A premiÈre without a parallel. A night of all nights. The most gala festivity Hollywood has ever known. An opening beside which other far-famed Egyptian premiÈres will pale into insignificance.” These are a few bits of Manager Grauman’s rhetoric, and he added: “Every star, director and producer, will be there to pay homage to Lillian and Dorothy Gish.”

They were there. The broad entrance to the Egyptian was a blaze of light and gala dress parade. The crowds massed on both sides to see the greatest of filmland pass. Doug and Mary (who had already run “Romola” in their home theatre), Charlie, Jackie ... never mind the list, they were all there. High above, the name of LILLIAN GISH blazed out in tall letters. When she arrived, and Dorothy, and their mother, their cars were fairly mobbed. Cameras were going, everybody had to pause a moment at the entrance for something special in that line. Manager Grauman was photographed between the two stars of the evening, properly set off and by no means obliterated, small man though he was, by the resplendent gowns.

After which, came the performance. Manager Grauman had fairly laid himself out on an introductory feature. There were ten numbers of it, each more astonishing than the preceding: “Italian Tarantella,” “Harlequin and Columbine,” “The Eighteen Dance Wonders,” but why go on? It was a gorgeous show all in itself.

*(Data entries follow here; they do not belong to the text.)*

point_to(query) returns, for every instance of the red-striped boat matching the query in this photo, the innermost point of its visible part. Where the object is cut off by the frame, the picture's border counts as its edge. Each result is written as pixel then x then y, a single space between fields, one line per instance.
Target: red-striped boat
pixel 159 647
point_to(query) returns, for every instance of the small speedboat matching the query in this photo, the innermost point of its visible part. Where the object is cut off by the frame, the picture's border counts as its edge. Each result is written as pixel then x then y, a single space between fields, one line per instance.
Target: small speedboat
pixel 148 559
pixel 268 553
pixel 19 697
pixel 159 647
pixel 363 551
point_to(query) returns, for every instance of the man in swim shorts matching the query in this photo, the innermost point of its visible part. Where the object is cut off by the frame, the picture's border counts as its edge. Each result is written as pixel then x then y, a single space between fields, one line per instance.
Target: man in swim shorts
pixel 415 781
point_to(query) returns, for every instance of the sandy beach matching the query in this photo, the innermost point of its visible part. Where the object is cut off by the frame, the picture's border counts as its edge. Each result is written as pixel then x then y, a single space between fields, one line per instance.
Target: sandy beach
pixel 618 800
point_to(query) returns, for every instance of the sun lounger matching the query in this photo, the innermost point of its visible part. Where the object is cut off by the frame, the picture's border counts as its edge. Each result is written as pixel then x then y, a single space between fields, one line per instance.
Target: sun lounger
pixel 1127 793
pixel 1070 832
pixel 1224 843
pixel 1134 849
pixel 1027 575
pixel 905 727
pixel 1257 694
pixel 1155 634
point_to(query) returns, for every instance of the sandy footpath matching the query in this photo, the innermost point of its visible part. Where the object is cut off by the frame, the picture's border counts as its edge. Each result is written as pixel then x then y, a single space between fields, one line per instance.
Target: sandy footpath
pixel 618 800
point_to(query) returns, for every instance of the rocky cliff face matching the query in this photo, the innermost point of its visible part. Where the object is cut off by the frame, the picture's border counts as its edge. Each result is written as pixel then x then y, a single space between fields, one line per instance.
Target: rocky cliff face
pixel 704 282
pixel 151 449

After which, the beautiful processional effects of Romola’s story.

“ROMOLA”

There was no lack of enthusiasm in the audience. When the picture ended and the lights went on, and Lillian and Dorothy appeared before the curtain, the applause swelled to very great heights indeed. And when a speech was demanded, Lillian, in her quiet, casual way, said:

“Dear ladies and gentlemen, both Dorothy and I do so hope you have liked ‘Romola.’ If you have, then, dear, kind friends, you have made us very happy, very happy indeed ... and you have made Mr. King, who directed ‘Romola,’ very happy, too.”

From the applause that followed, it was clear that there was no question as to the importance of the occasion—all the more so, had they known that, for Hollywood, at least, it was the last public appearance of these two together.

The critics did not know what to make of “Romola”—did not quite dare to say what they thought they felt. To William Powell, as Tito, nearly all gave praise; some regretted that Ronald Colman did not have a better part. Dorothy, as Tessa, had given a good account of herself, they said, and Charles Lane, as Baldassare. Of Lillian’s spirituality and acting there was no question, but there were those who thought the part of Romola unequal to her gifts.

As to the picture, one ventured to call it “top-heavy,” whatever he meant by that. One had courage enough to think it “a bit dull.” Another declared that it contained all the atmosphere and beauty of the Florence of Lorenzo de Medici. “Romola” was, in fact, exquisite tapestry, and the dramatic interest of tapestry is a mild one.